Diyarbakır Ali Gaffar Okkan Polis Meslek Yüksek Okulu personelini taşıyan servis aracı, 8 Ekim 2008 tarihinde Diyarbakır'ın Seyrantepe Semti'nde PKK'lıların silahlı saldırısına uğradı. Saldırı sonucunda araçta bulunan biri teknisyen 5 polis şehit olurken, 25 polis yaralandı. Kamuoyunda 'Seyrantepe saldırısı' olarak da bilinen olayla ilgili davaya bugün Diyarbakır 5'inci Ağır Ceza Mahkemesi'nde devam edildi. Duruşmaya tutuklu sanıklar Murat Yildeniz, Neytullah Bayram, Halis Yildeniz, Ramazan Yenice ve Ali Nergiz katılırken, 10 tutuksuz sanık ise katılmadı.
'EYLEM SINIRÖTESİ TEZKERESİNE KARŞILIK YAPILDI'
Duruşmada yapılan kimlik tespitinin ardından Cumhuriyet Savcısı, 5 sayfadan oluşan esas hakkındaki mütalaasını mahkemeye sundu. Mütalaada, eylemin TBMM'nin hükümete sınırötesine asker gönderilmesine izin verilmesine ilişkin tezkerenin süresinin uzatılmasına karşılık yapıldığı belirtildi. Eylemin PKK'nın halen dağ kadrosunda bulunan 'Soro' kod adlı Salih Kaplan, 'Rizgar' Kod adlı Mehmet Söğüt, 'Ziya' kod adlı Engin Çatak ve 'Reber' kod adlı Mehmet Şah Yildeniz tarafından kararlaştırıldığı belirtilirken, bu 4 kişinin halen yakalanmadıkları için daha önce dosyaları ayırma kararı verilmişti. Tezkerenin uzatılmasına karşılık, yapılacak terör eyleminin Mehmet Şah Yildeniz'in kontrolünde yapılmasının kararlaştırıldığı belirtilen mütalaada, sanıkların bu amaçla Diyarbakır'ın Lice ilçesi Birlik Köyü'nde bir evde toplantı yaptıkları kaydedildi.

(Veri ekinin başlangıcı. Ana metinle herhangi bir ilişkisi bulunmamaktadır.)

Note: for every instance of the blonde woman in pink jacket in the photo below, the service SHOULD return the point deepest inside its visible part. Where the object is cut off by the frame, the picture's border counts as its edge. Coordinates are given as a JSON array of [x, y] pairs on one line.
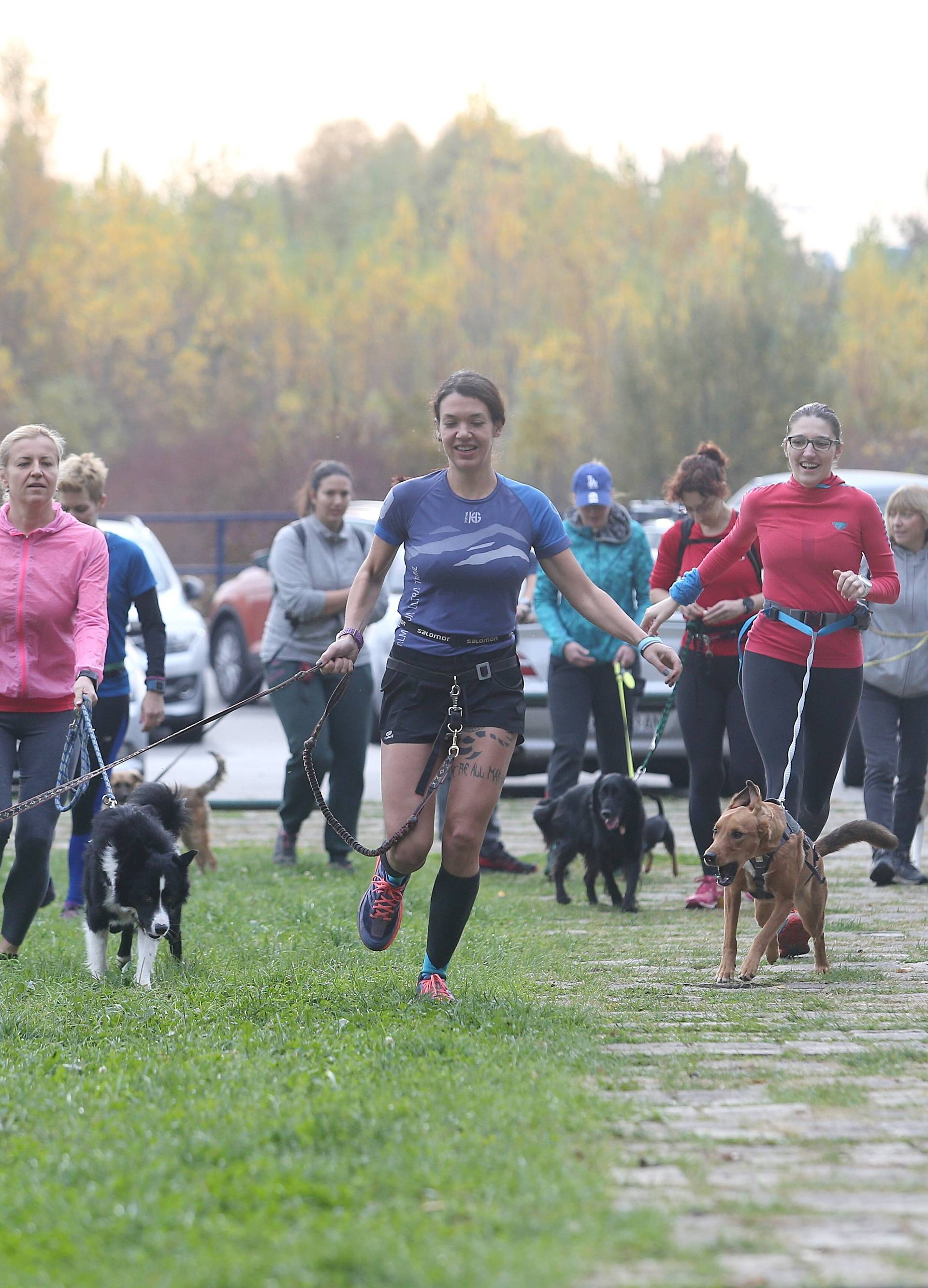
[[53, 634]]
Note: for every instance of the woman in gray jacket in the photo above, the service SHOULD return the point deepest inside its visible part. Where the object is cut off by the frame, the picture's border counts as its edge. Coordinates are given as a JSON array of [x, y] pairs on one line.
[[312, 566], [894, 709]]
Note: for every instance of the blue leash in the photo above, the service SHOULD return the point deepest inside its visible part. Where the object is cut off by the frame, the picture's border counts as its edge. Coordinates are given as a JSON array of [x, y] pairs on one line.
[[82, 737], [840, 625]]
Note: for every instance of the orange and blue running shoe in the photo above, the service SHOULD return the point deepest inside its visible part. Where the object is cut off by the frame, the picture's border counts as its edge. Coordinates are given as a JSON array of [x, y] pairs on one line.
[[381, 912], [436, 988]]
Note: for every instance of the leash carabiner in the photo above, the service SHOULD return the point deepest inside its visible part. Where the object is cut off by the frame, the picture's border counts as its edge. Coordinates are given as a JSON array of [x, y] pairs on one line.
[[455, 713]]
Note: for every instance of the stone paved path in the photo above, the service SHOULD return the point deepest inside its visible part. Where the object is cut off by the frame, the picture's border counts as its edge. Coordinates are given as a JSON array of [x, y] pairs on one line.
[[782, 1130], [784, 1126]]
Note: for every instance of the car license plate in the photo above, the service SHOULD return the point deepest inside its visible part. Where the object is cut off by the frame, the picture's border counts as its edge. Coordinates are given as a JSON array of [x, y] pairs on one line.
[[646, 722]]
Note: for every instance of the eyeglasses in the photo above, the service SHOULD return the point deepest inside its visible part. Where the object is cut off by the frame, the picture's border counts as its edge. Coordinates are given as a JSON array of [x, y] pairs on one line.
[[822, 445]]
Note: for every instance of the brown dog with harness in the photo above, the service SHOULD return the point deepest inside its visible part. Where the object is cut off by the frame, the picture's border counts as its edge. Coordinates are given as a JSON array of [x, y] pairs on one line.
[[760, 849]]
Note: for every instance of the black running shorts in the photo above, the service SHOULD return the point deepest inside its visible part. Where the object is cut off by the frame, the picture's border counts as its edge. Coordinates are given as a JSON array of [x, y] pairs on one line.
[[414, 709]]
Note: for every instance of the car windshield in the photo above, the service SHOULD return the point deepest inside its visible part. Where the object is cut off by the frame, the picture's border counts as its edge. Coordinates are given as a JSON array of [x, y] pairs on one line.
[[154, 552]]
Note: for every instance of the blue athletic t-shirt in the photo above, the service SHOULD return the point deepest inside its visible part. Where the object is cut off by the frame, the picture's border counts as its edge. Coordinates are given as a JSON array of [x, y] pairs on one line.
[[130, 577], [466, 561]]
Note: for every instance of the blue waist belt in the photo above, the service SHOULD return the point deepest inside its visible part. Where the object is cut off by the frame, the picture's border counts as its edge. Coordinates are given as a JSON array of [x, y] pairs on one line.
[[807, 621]]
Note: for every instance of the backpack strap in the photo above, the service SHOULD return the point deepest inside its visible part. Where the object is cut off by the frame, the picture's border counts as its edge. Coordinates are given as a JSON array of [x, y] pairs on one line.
[[686, 536], [686, 532]]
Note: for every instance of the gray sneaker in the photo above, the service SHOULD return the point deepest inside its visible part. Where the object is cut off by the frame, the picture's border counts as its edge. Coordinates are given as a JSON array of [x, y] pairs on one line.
[[905, 870], [882, 869], [285, 849]]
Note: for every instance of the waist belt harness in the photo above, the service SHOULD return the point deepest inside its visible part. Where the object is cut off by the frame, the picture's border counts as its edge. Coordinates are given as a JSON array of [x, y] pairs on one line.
[[454, 641], [814, 625], [457, 691]]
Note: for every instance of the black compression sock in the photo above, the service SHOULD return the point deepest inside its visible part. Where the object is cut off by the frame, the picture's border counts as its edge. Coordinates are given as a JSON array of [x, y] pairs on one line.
[[453, 898], [391, 873]]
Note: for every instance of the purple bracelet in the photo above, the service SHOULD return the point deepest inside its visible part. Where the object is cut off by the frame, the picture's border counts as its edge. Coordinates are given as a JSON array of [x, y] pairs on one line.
[[355, 634]]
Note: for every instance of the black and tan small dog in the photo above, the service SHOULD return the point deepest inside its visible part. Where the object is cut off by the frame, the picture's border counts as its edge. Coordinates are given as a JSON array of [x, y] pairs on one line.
[[196, 831], [658, 831], [136, 879], [605, 822], [758, 849]]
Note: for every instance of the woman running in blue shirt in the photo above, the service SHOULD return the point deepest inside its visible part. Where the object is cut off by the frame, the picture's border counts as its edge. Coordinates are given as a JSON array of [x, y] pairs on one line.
[[468, 535]]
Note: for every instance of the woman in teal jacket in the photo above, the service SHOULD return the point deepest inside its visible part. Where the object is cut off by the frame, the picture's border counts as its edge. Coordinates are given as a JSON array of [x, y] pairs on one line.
[[614, 553]]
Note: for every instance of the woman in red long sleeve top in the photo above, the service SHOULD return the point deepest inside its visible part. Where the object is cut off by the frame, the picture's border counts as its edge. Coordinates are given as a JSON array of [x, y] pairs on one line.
[[710, 700], [814, 532]]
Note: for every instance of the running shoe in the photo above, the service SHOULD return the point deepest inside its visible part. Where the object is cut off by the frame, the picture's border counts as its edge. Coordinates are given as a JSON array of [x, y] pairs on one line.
[[502, 861], [792, 937], [381, 912], [905, 871], [882, 869], [436, 988], [285, 849], [708, 894]]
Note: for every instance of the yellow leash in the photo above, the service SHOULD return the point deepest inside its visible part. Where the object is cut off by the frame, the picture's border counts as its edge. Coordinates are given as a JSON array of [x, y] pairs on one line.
[[899, 635], [625, 680]]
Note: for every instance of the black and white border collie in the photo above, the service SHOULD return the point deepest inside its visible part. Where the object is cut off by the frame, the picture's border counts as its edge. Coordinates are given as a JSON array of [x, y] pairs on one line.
[[137, 879]]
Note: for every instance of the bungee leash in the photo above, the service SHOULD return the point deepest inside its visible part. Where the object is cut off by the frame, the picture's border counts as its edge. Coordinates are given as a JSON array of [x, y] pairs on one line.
[[82, 736], [801, 621], [60, 788], [453, 727]]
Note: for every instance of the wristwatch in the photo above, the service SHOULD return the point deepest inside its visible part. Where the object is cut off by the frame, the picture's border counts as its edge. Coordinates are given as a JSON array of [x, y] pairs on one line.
[[355, 634]]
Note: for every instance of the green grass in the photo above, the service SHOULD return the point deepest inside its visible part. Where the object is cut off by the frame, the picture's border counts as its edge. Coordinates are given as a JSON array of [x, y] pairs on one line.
[[279, 1112]]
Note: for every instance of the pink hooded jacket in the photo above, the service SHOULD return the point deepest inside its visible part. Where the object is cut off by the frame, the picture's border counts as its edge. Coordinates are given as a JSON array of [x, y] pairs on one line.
[[53, 611]]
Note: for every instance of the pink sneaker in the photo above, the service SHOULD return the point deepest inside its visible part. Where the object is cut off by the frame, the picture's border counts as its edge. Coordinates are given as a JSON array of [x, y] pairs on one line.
[[792, 937], [708, 894]]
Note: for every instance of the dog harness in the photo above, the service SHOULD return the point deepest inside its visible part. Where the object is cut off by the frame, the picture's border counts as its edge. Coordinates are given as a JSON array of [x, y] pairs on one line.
[[760, 867]]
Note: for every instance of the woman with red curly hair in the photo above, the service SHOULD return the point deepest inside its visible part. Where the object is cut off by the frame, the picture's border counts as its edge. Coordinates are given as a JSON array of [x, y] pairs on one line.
[[710, 700]]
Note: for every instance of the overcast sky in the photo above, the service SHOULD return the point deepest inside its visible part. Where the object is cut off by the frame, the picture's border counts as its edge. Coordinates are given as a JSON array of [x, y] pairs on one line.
[[826, 101]]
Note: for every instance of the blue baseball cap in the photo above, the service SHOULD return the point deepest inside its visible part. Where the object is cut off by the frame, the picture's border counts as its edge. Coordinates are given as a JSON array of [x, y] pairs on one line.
[[592, 485]]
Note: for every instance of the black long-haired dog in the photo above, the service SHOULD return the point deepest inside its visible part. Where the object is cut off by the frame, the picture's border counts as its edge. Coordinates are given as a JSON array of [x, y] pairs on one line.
[[605, 822], [137, 879]]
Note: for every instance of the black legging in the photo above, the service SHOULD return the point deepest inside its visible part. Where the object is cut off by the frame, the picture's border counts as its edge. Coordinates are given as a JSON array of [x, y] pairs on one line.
[[708, 703], [37, 741], [771, 693]]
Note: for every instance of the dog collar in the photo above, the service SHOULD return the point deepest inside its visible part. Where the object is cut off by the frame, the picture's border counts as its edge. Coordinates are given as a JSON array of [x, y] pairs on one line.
[[761, 866]]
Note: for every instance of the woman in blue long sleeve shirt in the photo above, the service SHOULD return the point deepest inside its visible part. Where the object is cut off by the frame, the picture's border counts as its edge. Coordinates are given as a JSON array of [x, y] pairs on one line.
[[614, 553]]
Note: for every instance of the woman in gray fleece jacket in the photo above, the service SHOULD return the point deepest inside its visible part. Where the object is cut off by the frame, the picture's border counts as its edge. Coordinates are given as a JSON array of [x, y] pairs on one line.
[[894, 709], [312, 566]]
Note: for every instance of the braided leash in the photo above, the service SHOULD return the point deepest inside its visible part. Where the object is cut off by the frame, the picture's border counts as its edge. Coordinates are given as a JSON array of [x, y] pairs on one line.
[[60, 788], [83, 736], [435, 784]]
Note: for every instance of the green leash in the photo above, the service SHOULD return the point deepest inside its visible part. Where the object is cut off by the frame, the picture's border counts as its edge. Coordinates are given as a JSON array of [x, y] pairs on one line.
[[625, 680]]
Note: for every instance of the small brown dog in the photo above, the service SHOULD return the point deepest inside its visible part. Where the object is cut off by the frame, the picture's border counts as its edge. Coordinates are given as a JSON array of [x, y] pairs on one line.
[[758, 848], [196, 834]]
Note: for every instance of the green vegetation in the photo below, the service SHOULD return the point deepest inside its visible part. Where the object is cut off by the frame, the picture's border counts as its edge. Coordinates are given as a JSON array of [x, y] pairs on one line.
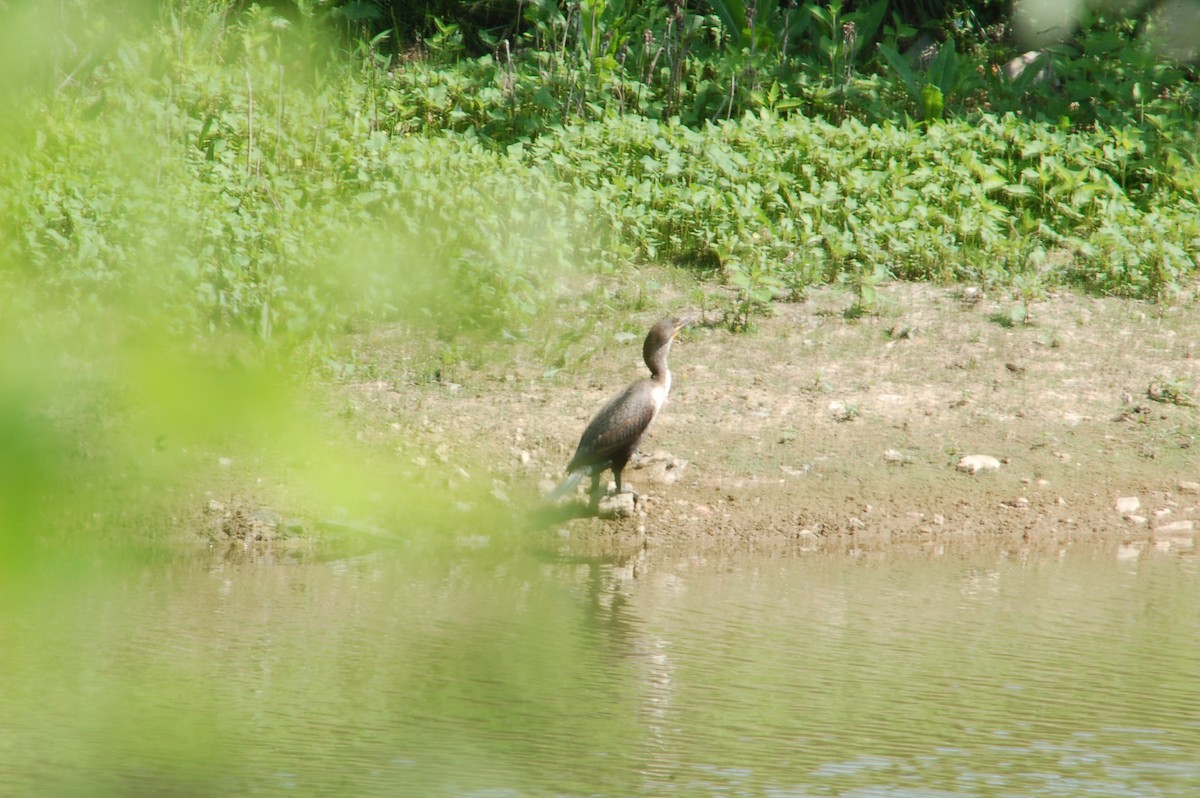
[[198, 193]]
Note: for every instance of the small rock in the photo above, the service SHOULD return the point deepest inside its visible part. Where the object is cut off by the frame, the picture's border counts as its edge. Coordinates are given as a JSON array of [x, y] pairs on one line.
[[661, 467], [618, 505], [976, 463], [1127, 504], [265, 517]]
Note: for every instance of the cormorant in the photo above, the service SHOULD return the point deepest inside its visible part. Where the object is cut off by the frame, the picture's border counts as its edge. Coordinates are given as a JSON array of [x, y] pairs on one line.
[[615, 433]]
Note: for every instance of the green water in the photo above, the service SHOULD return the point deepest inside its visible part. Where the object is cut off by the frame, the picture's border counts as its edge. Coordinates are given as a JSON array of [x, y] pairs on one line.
[[519, 673]]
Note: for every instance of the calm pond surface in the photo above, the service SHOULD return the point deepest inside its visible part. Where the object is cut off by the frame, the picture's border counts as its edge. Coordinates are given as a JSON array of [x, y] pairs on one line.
[[1074, 672]]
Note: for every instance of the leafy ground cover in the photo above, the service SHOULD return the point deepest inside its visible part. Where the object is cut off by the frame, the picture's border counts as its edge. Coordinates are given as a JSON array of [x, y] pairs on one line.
[[202, 205]]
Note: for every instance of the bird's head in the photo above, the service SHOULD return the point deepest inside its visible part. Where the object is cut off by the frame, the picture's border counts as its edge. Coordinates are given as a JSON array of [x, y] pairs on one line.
[[664, 333]]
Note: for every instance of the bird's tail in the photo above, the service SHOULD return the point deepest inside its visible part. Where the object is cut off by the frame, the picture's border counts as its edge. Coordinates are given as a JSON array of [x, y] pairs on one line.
[[567, 485]]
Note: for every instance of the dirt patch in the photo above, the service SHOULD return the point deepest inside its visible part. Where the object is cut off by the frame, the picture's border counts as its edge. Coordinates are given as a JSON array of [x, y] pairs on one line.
[[822, 430]]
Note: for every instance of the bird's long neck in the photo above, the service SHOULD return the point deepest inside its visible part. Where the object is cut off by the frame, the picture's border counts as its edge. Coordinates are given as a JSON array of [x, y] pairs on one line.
[[657, 361]]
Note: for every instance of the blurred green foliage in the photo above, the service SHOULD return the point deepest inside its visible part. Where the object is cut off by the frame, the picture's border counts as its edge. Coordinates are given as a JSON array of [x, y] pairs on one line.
[[199, 199]]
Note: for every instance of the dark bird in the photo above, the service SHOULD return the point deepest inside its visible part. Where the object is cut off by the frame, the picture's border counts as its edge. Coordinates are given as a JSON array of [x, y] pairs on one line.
[[615, 433]]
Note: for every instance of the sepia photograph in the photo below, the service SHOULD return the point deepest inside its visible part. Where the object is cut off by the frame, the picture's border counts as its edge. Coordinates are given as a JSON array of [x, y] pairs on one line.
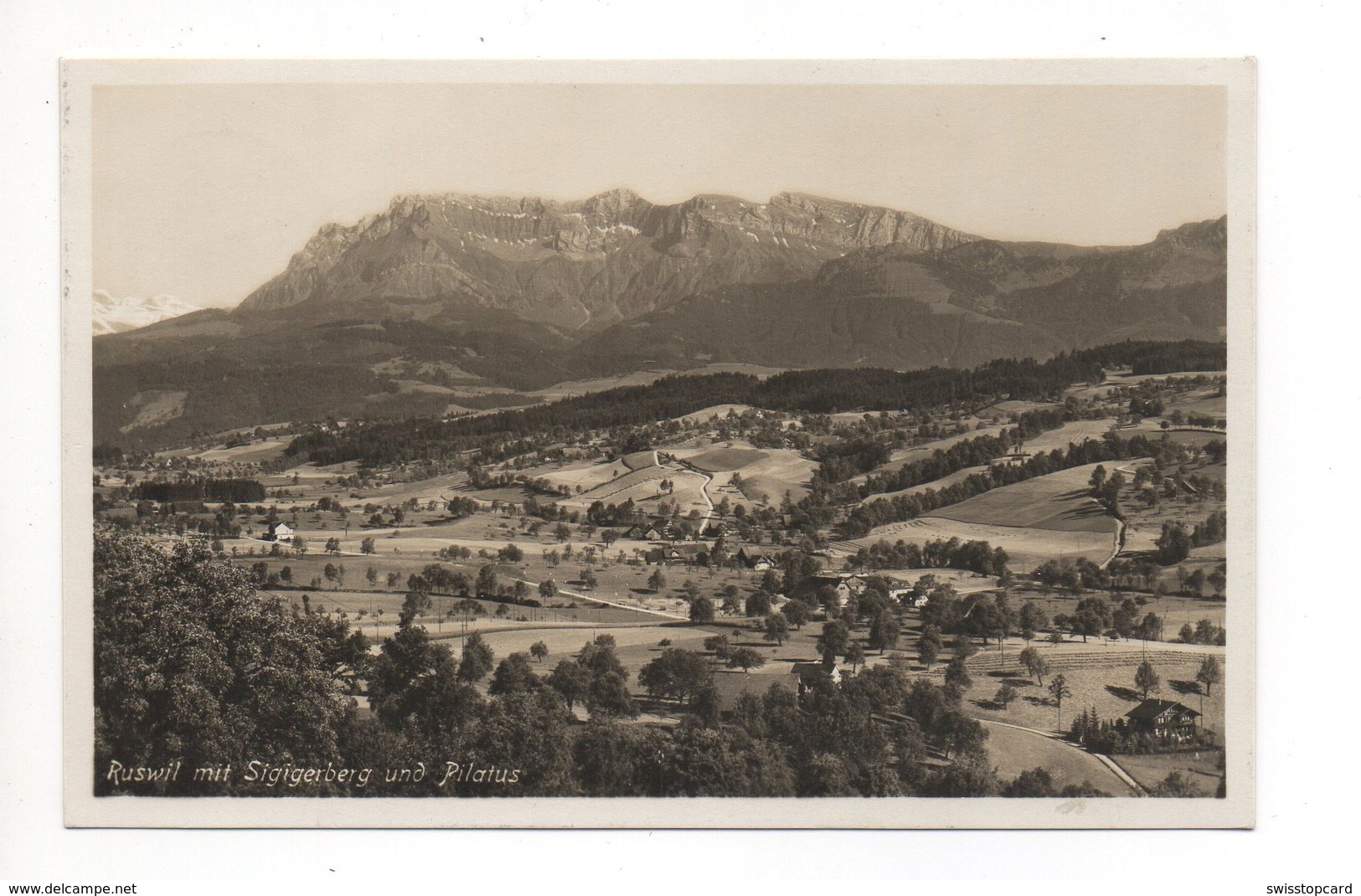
[[668, 444]]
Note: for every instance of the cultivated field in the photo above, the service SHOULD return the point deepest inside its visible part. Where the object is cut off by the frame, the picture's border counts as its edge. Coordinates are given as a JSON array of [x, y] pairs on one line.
[[1055, 502], [1028, 548], [1014, 750]]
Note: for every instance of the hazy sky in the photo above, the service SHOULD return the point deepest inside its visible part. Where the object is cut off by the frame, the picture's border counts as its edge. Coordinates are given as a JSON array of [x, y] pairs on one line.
[[204, 193]]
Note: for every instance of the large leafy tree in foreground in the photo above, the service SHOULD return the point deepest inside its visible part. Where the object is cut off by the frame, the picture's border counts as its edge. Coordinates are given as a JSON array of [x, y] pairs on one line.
[[191, 665]]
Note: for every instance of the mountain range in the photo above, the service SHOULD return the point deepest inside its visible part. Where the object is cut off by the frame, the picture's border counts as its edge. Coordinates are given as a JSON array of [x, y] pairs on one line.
[[453, 301]]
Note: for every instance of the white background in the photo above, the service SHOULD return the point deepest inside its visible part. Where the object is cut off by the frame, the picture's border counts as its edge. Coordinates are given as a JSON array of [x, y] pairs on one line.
[[1308, 203]]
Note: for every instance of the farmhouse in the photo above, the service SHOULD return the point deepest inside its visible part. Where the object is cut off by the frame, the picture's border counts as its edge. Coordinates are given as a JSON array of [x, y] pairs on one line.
[[279, 533], [1164, 719], [809, 674], [844, 586], [905, 597], [644, 533], [755, 560], [685, 554]]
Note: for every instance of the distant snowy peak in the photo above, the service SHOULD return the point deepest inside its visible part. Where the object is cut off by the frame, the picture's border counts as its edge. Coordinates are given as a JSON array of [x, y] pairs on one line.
[[120, 315]]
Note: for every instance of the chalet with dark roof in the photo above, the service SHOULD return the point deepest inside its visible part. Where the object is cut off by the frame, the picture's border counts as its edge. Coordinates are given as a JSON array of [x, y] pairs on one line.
[[755, 560], [1164, 719]]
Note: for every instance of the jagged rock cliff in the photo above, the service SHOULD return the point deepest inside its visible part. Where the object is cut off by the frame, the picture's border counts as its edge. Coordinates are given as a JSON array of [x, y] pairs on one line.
[[579, 265]]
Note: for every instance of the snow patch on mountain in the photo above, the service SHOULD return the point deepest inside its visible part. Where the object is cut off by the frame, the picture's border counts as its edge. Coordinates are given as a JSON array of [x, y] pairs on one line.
[[119, 315]]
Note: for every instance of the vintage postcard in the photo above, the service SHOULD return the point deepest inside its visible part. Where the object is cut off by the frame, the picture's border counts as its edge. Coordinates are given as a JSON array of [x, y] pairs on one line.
[[801, 444]]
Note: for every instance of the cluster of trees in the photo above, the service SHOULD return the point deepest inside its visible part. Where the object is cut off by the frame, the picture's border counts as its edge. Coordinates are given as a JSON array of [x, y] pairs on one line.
[[1204, 632], [838, 461], [940, 554], [1175, 543], [199, 489]]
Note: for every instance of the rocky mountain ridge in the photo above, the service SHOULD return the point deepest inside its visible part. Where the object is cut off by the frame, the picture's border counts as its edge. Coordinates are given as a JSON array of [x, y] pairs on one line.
[[579, 265]]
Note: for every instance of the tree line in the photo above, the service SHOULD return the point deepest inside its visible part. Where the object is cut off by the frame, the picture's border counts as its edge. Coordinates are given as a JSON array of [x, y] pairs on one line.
[[821, 391], [200, 489]]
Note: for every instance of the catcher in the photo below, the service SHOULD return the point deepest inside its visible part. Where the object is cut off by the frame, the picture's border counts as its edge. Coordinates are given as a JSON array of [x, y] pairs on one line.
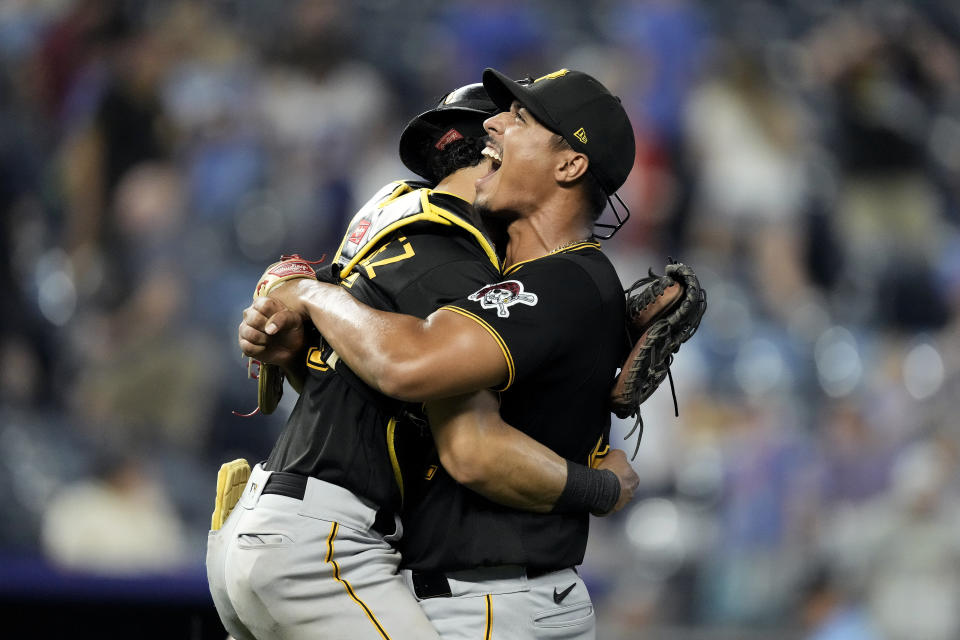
[[310, 546], [479, 569]]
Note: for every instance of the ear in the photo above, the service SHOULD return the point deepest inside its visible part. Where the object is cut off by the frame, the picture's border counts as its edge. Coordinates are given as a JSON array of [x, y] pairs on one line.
[[570, 166]]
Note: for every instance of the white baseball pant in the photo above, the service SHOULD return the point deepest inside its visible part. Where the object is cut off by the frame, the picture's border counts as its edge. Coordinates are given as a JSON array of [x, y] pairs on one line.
[[309, 569]]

'CEP TELEFONLARI KULLANILMAYACAK'
Olayla ilgili ayrıntılı değerlendirmelerde bulunan Cumhuriyet Savcısı Mustafa Uğur Kabasakal, teröristlerin eylem yapılıncaya kadar cep telefonu kullanılmayacağı ile ilgili uyarıldıklarını, eylem yöneticisi Mehmet Şah İldeniz'in bir süre sonra Diyarbakır'a gelerek eyleme katılacak kişilerle irtibat kurduğunu belirtti. Yildeniz'in, 29 Eylül tarihinden eylemin yapıldığı güne kadar bölgede keşif ve hazırlık çalışması yaptığını anlatan savcı şöyle dedi:
"Eylemin 8 Ekim tarihinde polis okulu servis aracının Seyrantepe'den geçişi sırasında yapılması kararlaştırılmıştır. Olaydan bir gün önce son kez toplantı yaptıkları, burada eylemle ilgili Mehmet Şah İldeniz'in sanıklara direktif verdiği, sanıklardan Neytullah Bayram'ı eylemin yapıldığı yere göndererek güvenlik kuvveti olup olmadığını kontrol ettirdiği belirlenmiştir. Sanık Neytullah Bayram'ın telefonuna çağrı bırakması üzerine diğer şüpheliler de keşif yapmak için bölgeye gitmiştir."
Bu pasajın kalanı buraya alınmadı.